According to WHO, more than half a million people in low and middle income countries need an extra 1.1 million cylinders of oxygen a day because of the pandemic. But oxygen on its own is not enough, say experts.

The shortage of medical oxygen is more than just access to it, according to Francisca Mutapi, professor of immunology and infection research at the University of Edinburgh, who helped plan Zimbabwe’s oxygen provision. “It includes operational aspects such as delayed delivery and limited storage capabilities, as well as maintenance of equipment and infrastructure such as electricity supply,” she told The BMJ.

In Somalia—which has the highest under-5 and newborn mortality in the world, with more than 60 000 children dying every year—oxygen is largely available from private suppliers charging around $100 a cylinder. WHO is already helping to implement a permanent solution by setting up locally sited oxygen plants with generators funded by the EU and the World Bank. Solar energy could further bring down the cost.

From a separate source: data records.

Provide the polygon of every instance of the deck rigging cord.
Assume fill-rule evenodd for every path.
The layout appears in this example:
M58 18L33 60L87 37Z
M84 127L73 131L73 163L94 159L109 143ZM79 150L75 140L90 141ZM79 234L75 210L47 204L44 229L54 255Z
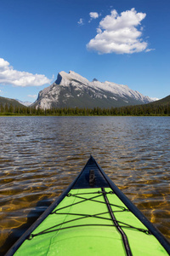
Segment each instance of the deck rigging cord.
M113 212L125 212L125 211L128 211L129 212L129 210L128 208L125 208L124 207L122 207L122 206L117 206L117 205L114 205L114 204L110 204L110 203L106 203L105 201L98 201L98 200L95 200L96 198L99 198L100 196L106 196L107 194L114 194L113 191L109 191L109 192L106 192L104 190L104 189L102 189L102 191L97 191L97 192L89 192L89 193L80 193L80 194L67 194L67 196L70 197L70 196L74 196L76 198L78 198L78 199L81 199L82 201L78 201L78 202L75 202L75 203L72 203L71 205L68 205L66 207L60 207L60 208L58 208L54 211L53 211L51 214L56 214L56 215L73 215L73 216L76 216L76 217L79 217L79 218L76 218L74 219L71 219L71 220L68 220L68 221L65 221L65 222L62 222L62 223L60 223L56 225L54 225L48 229L46 229L39 233L37 233L37 234L31 234L27 239L28 240L31 240L33 237L35 236L40 236L40 235L44 235L44 234L48 234L48 233L51 233L51 232L54 232L54 231L59 231L59 230L65 230L65 229L71 229L71 228L78 228L78 227L83 227L83 226L114 226L114 227L116 227L117 225L122 229L122 228L128 228L128 229L132 229L132 230L139 230L139 231L141 231L143 233L145 233L146 235L151 235L151 233L148 230L144 230L144 229L140 229L140 228L137 228L137 227L134 227L134 226L132 226L128 224L126 224L126 223L123 223L123 222L121 222L121 221L118 221L115 218L115 217L112 216L112 218L105 218L105 217L102 217L101 215L104 215L104 214L106 214L106 213L110 213L110 211L108 212L99 212L99 213L97 213L97 214L82 214L82 213L71 213L71 212L60 212L60 210L63 210L63 209L65 209L65 208L68 208L70 207L72 207L72 206L75 206L76 204L80 204L80 203L82 203L84 201L95 201L95 202L98 202L98 203L104 203L105 205L109 205L110 207L113 206L113 207L117 207L119 210L116 210L116 211L112 211L112 213ZM95 196L92 196L90 198L85 198L85 197L82 197L82 196L80 196L80 195L89 195L89 194L97 194L97 195ZM82 219L82 218L100 218L100 219L105 219L105 220L113 220L113 224L78 224L78 225L71 225L71 226L67 226L67 227L60 227L61 225L63 224L69 224L69 223L71 223L71 222L74 222L74 221L76 221L76 220L79 220L79 219ZM128 255L130 255L130 254L128 254Z

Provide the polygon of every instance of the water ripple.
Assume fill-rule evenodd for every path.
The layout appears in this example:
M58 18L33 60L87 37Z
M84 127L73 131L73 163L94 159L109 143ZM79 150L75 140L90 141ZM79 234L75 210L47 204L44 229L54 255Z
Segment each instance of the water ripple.
M82 170L90 154L170 239L169 117L1 117L0 253Z

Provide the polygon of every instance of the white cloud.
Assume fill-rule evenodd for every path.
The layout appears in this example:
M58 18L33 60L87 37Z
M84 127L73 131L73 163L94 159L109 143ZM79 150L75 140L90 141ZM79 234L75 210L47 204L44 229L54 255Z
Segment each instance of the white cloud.
M90 20L88 21L89 23L92 21L93 19L97 19L99 17L99 15L96 12L91 12L89 13L90 15Z
M30 97L30 98L33 98L33 99L37 99L37 96L36 94L34 94L34 95L30 95L29 94L27 96Z
M14 70L7 61L0 58L0 84L26 87L41 86L50 82L51 80L43 74Z
M92 19L97 19L99 16L99 14L96 12L91 12L91 13L89 13L89 15L90 15L90 18L92 18Z
M146 50L148 44L140 38L140 21L146 14L137 13L135 9L127 10L119 15L116 9L105 16L97 28L97 35L87 44L88 49L99 54L133 54ZM136 26L139 26L138 30ZM149 51L149 49L147 49Z
M78 22L77 22L79 25L84 25L84 21L81 18Z

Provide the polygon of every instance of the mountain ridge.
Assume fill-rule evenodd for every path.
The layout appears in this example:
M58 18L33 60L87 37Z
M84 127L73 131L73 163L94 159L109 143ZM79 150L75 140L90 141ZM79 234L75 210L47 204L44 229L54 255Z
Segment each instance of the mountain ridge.
M37 101L31 105L37 108L111 108L145 104L152 100L141 93L129 89L128 85L113 82L92 82L70 71L61 71L57 79L41 90Z

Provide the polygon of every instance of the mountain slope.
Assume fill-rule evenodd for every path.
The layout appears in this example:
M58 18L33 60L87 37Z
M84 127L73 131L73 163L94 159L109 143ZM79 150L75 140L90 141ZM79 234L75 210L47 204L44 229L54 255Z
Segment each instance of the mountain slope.
M89 82L70 71L60 72L57 80L41 90L32 107L42 109L52 108L111 108L144 104L152 102L127 85L97 79Z
M167 96L167 97L163 98L163 99L161 99L161 100L150 102L148 105L151 105L151 106L164 106L164 105L167 105L167 104L170 104L170 95Z
M12 105L13 107L24 107L23 104L20 104L16 100L0 96L0 106L2 105L3 107L5 107L6 104L8 105L8 107L9 107L10 105Z

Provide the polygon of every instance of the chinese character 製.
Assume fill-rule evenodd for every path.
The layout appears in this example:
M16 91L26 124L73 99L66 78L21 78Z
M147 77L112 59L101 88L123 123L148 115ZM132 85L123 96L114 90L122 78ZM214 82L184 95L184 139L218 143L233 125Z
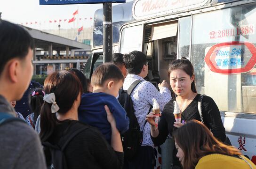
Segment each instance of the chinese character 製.
M238 140L237 140L238 144L239 144L239 147L238 149L240 150L243 150L244 151L247 151L246 149L245 148L244 146L245 145L245 137L244 137L243 139L241 136L240 136L238 138Z
M238 58L237 59L237 66L243 65L244 64L244 59L242 58Z

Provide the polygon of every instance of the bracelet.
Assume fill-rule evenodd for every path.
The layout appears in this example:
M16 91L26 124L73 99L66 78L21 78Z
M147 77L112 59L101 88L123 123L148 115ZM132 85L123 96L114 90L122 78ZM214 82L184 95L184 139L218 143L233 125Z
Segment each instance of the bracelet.
M157 125L156 125L156 128L155 129L153 129L152 128L152 127L151 127L151 129L152 130L152 131L155 131L156 129L157 129L158 128L158 125L157 124Z

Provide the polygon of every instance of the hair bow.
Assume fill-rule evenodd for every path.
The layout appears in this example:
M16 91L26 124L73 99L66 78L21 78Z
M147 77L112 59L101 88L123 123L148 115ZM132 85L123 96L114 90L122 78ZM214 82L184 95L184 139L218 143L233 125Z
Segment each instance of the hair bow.
M51 108L52 113L55 113L60 110L60 108L57 104L55 100L55 94L54 93L46 94L44 96L44 100L48 103L52 104Z

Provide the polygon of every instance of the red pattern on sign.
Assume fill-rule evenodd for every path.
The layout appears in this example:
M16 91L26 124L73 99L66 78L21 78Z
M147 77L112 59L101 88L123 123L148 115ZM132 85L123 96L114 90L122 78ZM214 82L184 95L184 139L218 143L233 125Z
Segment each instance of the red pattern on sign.
M251 58L244 67L237 69L221 69L220 68L217 68L215 66L215 65L216 65L216 62L215 60L216 56L213 57L213 58L210 58L210 57L216 48L221 46L224 47L232 45L240 44L246 46L252 54ZM209 51L208 51L204 58L204 61L210 69L215 73L229 74L247 72L251 70L256 64L256 48L253 44L246 42L232 41L216 44L212 46L210 50L209 50Z

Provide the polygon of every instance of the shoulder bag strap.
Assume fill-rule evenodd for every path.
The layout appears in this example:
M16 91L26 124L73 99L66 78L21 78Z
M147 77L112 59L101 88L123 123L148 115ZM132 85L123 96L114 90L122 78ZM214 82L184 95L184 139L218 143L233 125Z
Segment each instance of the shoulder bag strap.
M200 118L201 119L201 122L204 124L204 120L203 119L203 114L202 114L202 101L203 100L203 97L205 95L202 95L200 96L200 101L198 102L198 112L199 112L199 115L200 115Z
M129 96L132 93L133 90L134 90L134 88L137 86L138 84L139 84L139 83L142 82L142 81L141 81L140 80L137 80L135 81L134 81L133 83L132 83L131 86L128 88L128 89L127 89L127 93Z
M33 124L33 122L32 121L32 119L31 119L31 114L28 117L28 119L29 120L29 122L30 122L32 127L34 128L35 127L34 126L34 124Z
M134 90L136 86L137 86L137 85L139 84L141 82L142 82L142 81L141 81L140 80L137 80L135 81L134 81L133 83L132 83L131 86L129 87L128 89L127 90L127 93L129 96L132 93L133 91ZM149 113L150 113L150 110L151 110L151 108L153 107L151 104L150 104L150 108L149 108L149 110L148 111L148 114L149 114ZM142 132L144 130L144 128L145 128L145 125L146 125L146 124L147 123L147 121L146 121L145 122L145 124L144 124L144 126L143 126L143 129L142 130Z

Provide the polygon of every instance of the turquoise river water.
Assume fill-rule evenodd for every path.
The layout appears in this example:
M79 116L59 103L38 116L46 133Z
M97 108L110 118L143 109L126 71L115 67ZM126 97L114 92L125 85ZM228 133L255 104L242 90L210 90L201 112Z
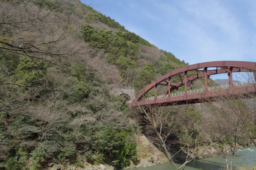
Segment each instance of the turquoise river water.
M233 158L233 166L235 167L256 166L256 148L250 147L239 149ZM225 159L221 156L215 158L204 158L195 160L187 164L185 170L216 170L226 167ZM170 170L168 164L157 165L146 168L136 168L134 170Z

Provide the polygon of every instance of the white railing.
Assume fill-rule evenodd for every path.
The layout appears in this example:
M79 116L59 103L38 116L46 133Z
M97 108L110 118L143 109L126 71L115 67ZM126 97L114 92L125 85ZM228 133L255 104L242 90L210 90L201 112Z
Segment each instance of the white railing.
M240 87L240 86L250 85L253 85L254 84L254 83L253 83L249 82L238 82L233 83L233 86L235 86L235 87ZM229 84L228 84L227 85L218 85L218 86L214 86L214 87L210 87L208 88L207 88L207 89L208 91L215 91L215 90L218 90L219 89L229 88L229 86L230 86ZM200 89L196 89L196 90L192 90L191 91L187 91L187 93L188 94L192 94L203 93L204 92L205 90L205 89L204 88L200 88ZM182 96L182 95L183 95L184 94L185 94L185 91L183 91L182 92L178 92L178 93L171 94L170 94L170 96L171 97L173 97L173 96ZM165 94L164 95L158 96L156 96L156 97L157 99L167 98L167 97L168 97L168 95ZM149 97L147 97L146 98L145 98L145 100L154 100L154 99L155 99L154 96ZM131 101L127 101L126 102L127 103L129 103L132 102Z

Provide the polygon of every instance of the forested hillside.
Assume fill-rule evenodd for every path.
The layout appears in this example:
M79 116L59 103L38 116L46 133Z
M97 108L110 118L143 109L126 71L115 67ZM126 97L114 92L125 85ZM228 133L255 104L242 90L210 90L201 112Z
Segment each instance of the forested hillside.
M189 64L79 0L1 0L0 20L0 170L87 163L122 169L146 155L135 142L142 133L170 163L183 161L180 168L203 156L224 158L227 148L256 145L255 109L244 96L129 110L123 97L110 93L113 87L138 93ZM203 155L210 147L216 152Z
M0 169L136 162L135 125L110 90L187 63L78 0L0 9Z

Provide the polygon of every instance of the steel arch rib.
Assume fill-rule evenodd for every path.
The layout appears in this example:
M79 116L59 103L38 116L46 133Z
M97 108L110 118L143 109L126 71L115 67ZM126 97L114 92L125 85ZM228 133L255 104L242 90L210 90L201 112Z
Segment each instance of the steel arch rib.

“Oxygen is a smart investment. If we invest now it will help in the future,” Shajib Hossain from the WHO office in Somalia said in June 2020.11 It’s a message that India—with an active covid-19 caseload of over 2.8 million and around 3000 deaths daily at the time of writing—is now taking seriously. In October 2020, eight months into the pandemic, the country’s Central Medical Services commissioned 162 medical oxygen generation plants costing 2bn rupees. So far only 33 have been installed, the rest “railroaded due to apathy” according to a media investigation by Scroll.12 A further 551 smaller plants for government hospitals have been approved with orders to review planning and implementation on a daily basis13—providing a light at the end of a dark tunnel.

Footnotes

  • Commissioned, not externally peer reviewed.

  • Competing interests: I have read and understood BMJ policy on declaration of interests and have no relevant interests to declare.